La recluta rimase in piedi a fianco del Microbus; tutta l’eccitazione sembrava svanita, il viso cinereo era fisso sul fumo che si alzava dalla sua pistola, e sugli stivali immacolati, una superficie d’ebano ora punteggiata di macchie rosse. La luce lampeggiante arrossava il volto dei corpi inondandoli con una parodia di vita, subito negata e poi restituita, pulsando incessantemente.

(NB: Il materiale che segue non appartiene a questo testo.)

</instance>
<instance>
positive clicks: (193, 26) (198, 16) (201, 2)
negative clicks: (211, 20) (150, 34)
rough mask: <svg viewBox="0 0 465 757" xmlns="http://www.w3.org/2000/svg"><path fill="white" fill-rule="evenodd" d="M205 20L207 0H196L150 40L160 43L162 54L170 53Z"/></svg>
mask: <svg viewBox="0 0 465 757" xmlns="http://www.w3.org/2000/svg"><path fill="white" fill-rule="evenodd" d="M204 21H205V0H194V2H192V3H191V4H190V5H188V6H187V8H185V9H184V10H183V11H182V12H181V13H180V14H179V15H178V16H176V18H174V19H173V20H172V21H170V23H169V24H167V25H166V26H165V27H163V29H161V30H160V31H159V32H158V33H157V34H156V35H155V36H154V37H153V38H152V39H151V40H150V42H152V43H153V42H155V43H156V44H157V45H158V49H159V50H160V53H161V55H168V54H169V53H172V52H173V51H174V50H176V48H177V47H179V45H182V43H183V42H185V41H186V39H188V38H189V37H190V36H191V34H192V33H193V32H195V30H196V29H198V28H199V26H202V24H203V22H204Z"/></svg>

Il vecchio sergente si rivolse a Robinson, le mani serrate sul fucile, il viso contratto e stranito, un profilo pallido e scavato, con occhi giallastri, improvvisamente invecchiato di vent’anni. — È meglio che tu te ne vada di qui, ora, figliolo — disse gentilmente. Spostò il fucile, guardò verso il furgone fumante, distolse lo sguardo e poi guardò di nuovo. La rete di venuzze sulle tempie pulsava. Scosse lentamente la testa, si diresse zoppicando verso l’auto pattuglia con le spalle curve, la mise in moto e la tolse dalla strada.

Il tenente si avvicinò mentre Robinson annaspava con l’accensione. — Alza di qui le tue chiappe — disse il tenente, e infilò di scatto un caricatore nuovo nel suo mitragliatore.